Neuromarketing, Neuroeconomics

Dr. Levy joined the Faculty of Management's Marketing Department during the 2012-13 academic year, coming back from his post-doctoral studies at NYU.

 


Dr. Levy's academic training and qualifications are truly interdisciplinary in scope, bringing together different fields and methodologies: economics (his BA at TAU), psychology (his MA, Magna Cum Laude, at TAU), brain studies, as well as related domains (electrophysiology, neurobiology).

 

Dr. Levy's PhD, from the Neurobiology Department, the Weizmann Institute of Science, focused on the use of stimulation within the framework of rehabilitation models – cocaine abuse – in animal research, which was later applied by him to smoking and tobacco use in humans, with demonstrated effects. Having specialized in methods of magnetic/electrical stimulation and brain imaging, Dr. Levy was introduced, as a post-doctoral fellow, at the Center for Neural Science, NYU, to the field of neuroeconomics and is now one of the pioneers of this field in the Israeli academic system.

 

Dr. Levy's innovative research fields – neuroeconomics and neuromarketing – bring together economic/business decision-making modeling and neuroscience, drawing parallels between decision-making processes, brain imaging of the systems involved and physical indicators. Dr. Levy has established a neuromarketing lab, integrating experimental research in the field of marketing (consumer behavior, the effects of advertising campaigns) and neurophysiological measures. Its aim is to understand the neural processes underlying consumers' choices under the influence of marketing campaigns and to predict future choices using neural and physiological data.

 

Dr.

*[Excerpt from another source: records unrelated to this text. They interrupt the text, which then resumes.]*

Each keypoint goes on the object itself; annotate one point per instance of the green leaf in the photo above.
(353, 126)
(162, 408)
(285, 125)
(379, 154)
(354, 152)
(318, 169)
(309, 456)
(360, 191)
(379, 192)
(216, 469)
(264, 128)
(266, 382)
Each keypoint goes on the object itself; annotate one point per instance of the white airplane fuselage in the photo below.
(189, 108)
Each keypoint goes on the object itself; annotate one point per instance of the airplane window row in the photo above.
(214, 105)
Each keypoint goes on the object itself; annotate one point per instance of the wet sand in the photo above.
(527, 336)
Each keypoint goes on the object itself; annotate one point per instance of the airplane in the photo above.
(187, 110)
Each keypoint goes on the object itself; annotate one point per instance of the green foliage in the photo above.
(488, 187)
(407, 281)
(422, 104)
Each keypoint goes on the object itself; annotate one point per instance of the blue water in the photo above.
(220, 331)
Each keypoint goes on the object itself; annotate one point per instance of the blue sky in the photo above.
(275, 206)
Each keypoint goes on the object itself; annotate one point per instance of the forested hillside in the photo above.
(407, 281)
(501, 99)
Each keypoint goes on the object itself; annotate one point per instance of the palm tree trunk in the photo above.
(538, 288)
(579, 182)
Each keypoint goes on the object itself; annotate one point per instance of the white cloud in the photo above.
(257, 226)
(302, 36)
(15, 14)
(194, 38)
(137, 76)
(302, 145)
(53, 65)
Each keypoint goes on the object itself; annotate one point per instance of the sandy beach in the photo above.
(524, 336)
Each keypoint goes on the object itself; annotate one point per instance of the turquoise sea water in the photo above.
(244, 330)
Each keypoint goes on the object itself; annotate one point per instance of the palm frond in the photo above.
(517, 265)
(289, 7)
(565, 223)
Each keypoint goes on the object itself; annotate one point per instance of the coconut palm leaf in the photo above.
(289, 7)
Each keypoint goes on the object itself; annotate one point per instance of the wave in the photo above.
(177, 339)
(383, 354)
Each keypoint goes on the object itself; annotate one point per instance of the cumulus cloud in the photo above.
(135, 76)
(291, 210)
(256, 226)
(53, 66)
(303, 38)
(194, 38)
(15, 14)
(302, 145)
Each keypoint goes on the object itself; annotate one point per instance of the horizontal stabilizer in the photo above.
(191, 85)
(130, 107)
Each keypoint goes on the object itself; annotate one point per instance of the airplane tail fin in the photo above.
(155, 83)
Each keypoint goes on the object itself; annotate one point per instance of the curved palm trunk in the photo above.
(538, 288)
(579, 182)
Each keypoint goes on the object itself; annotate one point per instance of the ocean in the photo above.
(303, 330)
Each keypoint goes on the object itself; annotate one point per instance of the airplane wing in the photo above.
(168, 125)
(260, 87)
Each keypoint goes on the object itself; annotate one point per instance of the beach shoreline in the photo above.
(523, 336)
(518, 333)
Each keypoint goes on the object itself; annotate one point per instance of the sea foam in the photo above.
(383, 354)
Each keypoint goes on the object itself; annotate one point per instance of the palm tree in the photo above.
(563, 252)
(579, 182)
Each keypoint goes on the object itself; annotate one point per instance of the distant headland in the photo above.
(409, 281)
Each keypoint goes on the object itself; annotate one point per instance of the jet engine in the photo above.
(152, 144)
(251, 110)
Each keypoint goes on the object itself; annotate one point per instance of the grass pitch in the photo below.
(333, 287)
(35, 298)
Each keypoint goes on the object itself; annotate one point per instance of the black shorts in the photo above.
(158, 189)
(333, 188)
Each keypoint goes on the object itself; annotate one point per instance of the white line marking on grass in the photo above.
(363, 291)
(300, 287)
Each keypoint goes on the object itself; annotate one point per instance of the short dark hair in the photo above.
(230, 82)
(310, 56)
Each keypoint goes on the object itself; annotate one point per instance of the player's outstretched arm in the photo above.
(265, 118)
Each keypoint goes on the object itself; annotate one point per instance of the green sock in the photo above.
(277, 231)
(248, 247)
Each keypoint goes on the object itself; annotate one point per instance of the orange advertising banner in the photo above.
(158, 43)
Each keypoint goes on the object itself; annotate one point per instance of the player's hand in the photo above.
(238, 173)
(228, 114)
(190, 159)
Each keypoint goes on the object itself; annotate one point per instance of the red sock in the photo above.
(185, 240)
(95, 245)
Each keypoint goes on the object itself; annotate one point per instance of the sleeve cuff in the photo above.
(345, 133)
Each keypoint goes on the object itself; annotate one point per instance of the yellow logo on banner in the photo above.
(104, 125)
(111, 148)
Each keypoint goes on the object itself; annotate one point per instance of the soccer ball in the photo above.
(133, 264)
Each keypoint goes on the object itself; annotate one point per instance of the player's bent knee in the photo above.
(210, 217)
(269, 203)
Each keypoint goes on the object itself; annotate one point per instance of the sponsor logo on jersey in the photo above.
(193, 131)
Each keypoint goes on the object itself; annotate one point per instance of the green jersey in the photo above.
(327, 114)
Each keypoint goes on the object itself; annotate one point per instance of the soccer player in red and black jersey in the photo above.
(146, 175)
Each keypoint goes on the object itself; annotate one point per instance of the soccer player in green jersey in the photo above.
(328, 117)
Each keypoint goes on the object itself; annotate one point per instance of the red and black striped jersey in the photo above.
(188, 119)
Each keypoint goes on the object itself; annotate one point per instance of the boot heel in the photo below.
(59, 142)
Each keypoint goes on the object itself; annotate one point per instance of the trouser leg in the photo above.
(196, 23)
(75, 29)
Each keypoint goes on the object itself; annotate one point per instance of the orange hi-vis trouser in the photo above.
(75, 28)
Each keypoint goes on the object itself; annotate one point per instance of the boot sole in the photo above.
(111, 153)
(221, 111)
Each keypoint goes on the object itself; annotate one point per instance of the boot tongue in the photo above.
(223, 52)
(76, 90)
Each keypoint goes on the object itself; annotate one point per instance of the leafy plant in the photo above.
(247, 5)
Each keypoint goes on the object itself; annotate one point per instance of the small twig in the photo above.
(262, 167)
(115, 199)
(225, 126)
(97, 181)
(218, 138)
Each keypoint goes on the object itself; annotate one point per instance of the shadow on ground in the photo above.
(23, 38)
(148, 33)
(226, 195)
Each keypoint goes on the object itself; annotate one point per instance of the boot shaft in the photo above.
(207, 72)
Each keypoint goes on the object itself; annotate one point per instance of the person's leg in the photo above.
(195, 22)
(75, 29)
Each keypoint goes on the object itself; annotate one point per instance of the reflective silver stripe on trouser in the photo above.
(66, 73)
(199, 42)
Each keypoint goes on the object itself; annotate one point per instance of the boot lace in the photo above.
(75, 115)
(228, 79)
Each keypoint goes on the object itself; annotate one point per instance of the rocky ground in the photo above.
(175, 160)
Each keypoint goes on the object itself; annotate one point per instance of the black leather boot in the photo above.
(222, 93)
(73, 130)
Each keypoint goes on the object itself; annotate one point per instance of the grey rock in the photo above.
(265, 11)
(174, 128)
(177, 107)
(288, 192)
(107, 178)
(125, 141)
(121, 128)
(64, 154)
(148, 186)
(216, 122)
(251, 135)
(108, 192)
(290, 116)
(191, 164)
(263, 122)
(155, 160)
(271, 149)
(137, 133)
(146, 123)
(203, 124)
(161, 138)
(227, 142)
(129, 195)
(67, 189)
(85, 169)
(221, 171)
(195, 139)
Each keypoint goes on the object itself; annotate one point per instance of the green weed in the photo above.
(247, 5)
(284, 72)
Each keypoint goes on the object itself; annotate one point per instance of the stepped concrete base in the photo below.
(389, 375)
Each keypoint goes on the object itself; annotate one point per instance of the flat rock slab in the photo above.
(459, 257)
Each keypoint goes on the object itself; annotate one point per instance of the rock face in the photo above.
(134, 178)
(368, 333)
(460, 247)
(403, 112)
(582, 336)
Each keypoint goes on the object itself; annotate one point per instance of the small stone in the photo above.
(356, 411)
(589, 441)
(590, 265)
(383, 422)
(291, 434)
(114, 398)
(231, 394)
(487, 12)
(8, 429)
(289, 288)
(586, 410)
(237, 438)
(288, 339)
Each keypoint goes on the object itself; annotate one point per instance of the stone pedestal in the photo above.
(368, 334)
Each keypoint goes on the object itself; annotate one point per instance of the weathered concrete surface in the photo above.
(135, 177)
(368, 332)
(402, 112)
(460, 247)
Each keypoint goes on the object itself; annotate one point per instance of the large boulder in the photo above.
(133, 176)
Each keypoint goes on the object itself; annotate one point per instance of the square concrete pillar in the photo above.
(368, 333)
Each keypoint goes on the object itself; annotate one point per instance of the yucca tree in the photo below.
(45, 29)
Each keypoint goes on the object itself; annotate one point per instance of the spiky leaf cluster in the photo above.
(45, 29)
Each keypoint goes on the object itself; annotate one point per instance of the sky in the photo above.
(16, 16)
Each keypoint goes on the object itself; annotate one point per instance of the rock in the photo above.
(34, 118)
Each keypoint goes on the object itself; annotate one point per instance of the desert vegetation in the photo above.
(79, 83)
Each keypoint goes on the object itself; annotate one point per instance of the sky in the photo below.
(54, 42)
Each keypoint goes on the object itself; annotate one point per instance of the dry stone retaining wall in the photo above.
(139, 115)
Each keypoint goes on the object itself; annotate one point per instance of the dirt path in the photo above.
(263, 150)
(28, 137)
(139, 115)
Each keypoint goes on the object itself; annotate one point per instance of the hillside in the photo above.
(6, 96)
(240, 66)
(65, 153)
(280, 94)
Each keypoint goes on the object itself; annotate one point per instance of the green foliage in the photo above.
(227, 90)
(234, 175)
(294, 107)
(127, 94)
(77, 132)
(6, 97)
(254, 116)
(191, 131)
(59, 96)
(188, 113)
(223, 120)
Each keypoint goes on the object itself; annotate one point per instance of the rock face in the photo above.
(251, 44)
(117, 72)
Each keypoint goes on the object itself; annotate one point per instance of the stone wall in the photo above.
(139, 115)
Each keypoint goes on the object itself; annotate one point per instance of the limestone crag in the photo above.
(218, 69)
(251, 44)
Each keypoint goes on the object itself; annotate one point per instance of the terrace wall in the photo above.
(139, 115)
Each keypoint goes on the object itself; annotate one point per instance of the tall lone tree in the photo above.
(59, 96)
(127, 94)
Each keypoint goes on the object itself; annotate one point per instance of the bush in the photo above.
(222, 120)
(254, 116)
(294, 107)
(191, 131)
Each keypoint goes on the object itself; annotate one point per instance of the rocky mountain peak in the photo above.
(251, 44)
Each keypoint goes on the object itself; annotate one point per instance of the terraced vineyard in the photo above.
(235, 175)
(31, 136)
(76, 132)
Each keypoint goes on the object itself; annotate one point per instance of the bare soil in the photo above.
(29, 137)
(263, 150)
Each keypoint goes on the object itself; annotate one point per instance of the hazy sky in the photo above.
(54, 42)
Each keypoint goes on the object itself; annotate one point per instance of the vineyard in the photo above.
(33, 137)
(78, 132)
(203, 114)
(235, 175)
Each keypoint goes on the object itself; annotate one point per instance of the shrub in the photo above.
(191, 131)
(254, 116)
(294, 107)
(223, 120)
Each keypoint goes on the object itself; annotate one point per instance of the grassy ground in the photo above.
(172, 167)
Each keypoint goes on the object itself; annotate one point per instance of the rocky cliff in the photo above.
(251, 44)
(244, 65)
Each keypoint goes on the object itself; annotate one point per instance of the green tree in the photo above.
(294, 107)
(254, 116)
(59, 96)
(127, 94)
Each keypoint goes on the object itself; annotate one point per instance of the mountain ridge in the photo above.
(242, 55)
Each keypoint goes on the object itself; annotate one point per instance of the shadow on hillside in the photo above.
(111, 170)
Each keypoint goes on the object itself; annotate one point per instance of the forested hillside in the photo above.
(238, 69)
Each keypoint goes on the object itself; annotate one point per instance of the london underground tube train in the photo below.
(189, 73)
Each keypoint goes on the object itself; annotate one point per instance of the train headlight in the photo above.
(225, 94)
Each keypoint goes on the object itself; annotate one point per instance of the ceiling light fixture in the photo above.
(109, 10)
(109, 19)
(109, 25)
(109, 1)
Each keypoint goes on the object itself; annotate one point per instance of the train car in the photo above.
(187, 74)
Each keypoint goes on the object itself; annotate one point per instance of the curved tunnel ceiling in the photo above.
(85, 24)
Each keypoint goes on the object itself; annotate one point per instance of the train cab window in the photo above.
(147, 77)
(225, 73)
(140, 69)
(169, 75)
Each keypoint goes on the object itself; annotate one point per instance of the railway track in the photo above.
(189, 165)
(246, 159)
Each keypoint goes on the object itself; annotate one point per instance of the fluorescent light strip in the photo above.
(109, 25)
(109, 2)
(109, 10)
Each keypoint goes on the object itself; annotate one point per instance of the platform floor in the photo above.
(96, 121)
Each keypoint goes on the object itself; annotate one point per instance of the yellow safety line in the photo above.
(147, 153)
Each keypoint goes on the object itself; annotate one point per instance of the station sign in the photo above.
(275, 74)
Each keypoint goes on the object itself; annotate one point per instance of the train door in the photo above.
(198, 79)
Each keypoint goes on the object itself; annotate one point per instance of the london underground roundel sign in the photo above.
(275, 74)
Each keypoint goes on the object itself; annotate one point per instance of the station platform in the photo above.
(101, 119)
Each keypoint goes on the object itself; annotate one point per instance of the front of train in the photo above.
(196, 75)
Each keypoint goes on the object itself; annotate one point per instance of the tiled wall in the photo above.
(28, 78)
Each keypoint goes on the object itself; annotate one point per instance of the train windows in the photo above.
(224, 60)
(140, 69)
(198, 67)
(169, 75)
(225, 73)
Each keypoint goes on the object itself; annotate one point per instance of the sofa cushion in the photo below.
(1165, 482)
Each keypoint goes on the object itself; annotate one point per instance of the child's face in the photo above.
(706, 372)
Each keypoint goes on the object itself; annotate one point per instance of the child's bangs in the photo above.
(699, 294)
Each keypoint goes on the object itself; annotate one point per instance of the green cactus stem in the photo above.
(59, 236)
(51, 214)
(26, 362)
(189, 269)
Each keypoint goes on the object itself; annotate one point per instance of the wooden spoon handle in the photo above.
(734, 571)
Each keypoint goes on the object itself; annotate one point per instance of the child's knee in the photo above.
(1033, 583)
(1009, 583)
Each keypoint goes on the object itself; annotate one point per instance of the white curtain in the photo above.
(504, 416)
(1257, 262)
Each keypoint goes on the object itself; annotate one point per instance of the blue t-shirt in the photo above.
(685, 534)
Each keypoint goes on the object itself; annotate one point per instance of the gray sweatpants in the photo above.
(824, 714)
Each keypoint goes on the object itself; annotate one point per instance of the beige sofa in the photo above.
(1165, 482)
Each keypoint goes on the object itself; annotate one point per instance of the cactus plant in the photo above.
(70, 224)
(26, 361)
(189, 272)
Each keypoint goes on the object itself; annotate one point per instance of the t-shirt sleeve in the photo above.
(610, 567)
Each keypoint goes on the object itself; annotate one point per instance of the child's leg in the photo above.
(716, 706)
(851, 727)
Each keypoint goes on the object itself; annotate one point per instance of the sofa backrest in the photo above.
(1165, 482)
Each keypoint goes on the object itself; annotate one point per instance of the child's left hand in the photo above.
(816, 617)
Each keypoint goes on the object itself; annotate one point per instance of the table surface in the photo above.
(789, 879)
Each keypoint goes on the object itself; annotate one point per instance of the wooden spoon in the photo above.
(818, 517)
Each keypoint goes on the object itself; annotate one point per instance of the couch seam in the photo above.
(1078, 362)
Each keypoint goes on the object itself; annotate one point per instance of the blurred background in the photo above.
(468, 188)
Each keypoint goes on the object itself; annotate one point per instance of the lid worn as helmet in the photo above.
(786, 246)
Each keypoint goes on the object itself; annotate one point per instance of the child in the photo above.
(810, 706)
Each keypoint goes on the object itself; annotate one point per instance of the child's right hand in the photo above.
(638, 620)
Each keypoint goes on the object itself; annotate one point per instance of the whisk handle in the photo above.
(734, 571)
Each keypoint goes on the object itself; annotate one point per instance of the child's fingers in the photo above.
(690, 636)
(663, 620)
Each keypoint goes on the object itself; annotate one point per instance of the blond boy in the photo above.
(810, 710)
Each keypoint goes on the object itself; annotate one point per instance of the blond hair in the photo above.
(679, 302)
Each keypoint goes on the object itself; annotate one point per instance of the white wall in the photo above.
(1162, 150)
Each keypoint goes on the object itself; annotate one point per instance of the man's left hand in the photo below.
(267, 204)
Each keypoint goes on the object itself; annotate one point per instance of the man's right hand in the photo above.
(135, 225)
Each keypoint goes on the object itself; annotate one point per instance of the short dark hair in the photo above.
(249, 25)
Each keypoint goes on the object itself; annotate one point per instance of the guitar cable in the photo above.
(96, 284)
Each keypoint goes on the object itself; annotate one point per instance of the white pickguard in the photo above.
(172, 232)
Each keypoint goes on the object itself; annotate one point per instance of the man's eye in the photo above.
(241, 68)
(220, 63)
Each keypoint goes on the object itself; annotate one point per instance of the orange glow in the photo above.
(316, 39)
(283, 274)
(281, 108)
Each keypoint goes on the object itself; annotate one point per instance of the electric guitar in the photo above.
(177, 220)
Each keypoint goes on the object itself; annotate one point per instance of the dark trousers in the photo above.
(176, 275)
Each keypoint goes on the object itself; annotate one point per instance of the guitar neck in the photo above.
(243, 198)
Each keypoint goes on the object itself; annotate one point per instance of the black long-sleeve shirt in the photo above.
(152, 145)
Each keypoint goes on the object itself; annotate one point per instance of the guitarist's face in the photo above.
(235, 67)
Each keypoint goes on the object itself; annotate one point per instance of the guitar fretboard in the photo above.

Levy's specific interest is in the 'common currency network' that integrates brain systems involved in making different kinds of decisions by setting a common scale for evaluating different alternatives for action. His research contribution relates to different aspects of the common currency network, pointing out specific areas in the brain that may be involved, and the common effects of psychological parameters, such as risk aversion, and physiological states, such as hunger, thirst and fatigue, over different kinds of decisions (related to financial investments and food/water consumption).